The items a-d are to be paired with items 0-3 in such a way that the total distance between all item pairs are minimized. For example, this matrix could describe the distance between each item in the first group and an item in its counterpart group:

[[2, 2, 4, 9],
 [4, 7, 1, 1],
 [3, 3, 8, 3],
 [6, 1, 7, 8]]

This is supposed to mean that the distance 'a' -> '0' is 2, from 'a' -> '1' is 2, from 'a' -> '2' is 4, 'a' -> '3' is 9. From 'b' -> '0' it is 4 and so on.

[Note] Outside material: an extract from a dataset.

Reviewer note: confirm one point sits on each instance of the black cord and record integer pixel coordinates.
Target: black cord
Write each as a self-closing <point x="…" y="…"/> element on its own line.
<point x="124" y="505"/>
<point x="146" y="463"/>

Is there an algorithm that can match each letter with a digit, so that the total distance is minimized? E.g.:

[('a', 1), ('b', 3), ('c', 0), ('d', 2)]

Would be a legal solution with total distance: 2 + 1 + 3 + 7 = 13. Brute forcing and testing all possible combinations is not possible since the real world has groups with much more than four items in them.

Answer 1

This is a classic optimization task for bipartite graphs and can be solved with the Hungarian algorithm/method.

Answer 2

This can be solved by treating it as an instance of a weighted bipartite matching problem. The idea is to treat the elements a-d and 0-3 as nodes in a graph, where each lettered node is connected to each numbered node with an edge whose weight is specified by the matrix. Once you have this graph, you want to find a set of edges matching letters to numbers in a way where each node is only connected to at most one edge. Such a set of edges is called a matching, and since you want to minimize the distance you are looking for a minimum-cost matching.

As yi_H points out, this problem is well-studied and has many good polynomial-time algorithms. The Hungarian Algorithm is perhaps the most famous algorithm for the problem, but others have been invented since then that are asymptotically (or practically) faster.

This problem is worth remembering, since it arises in many circumstances. Any time you need to assign items in one group to items in another, check whether you can reduce the problem to bipartite matching. If so, you've almost certainly found a fast solution to the initial problem.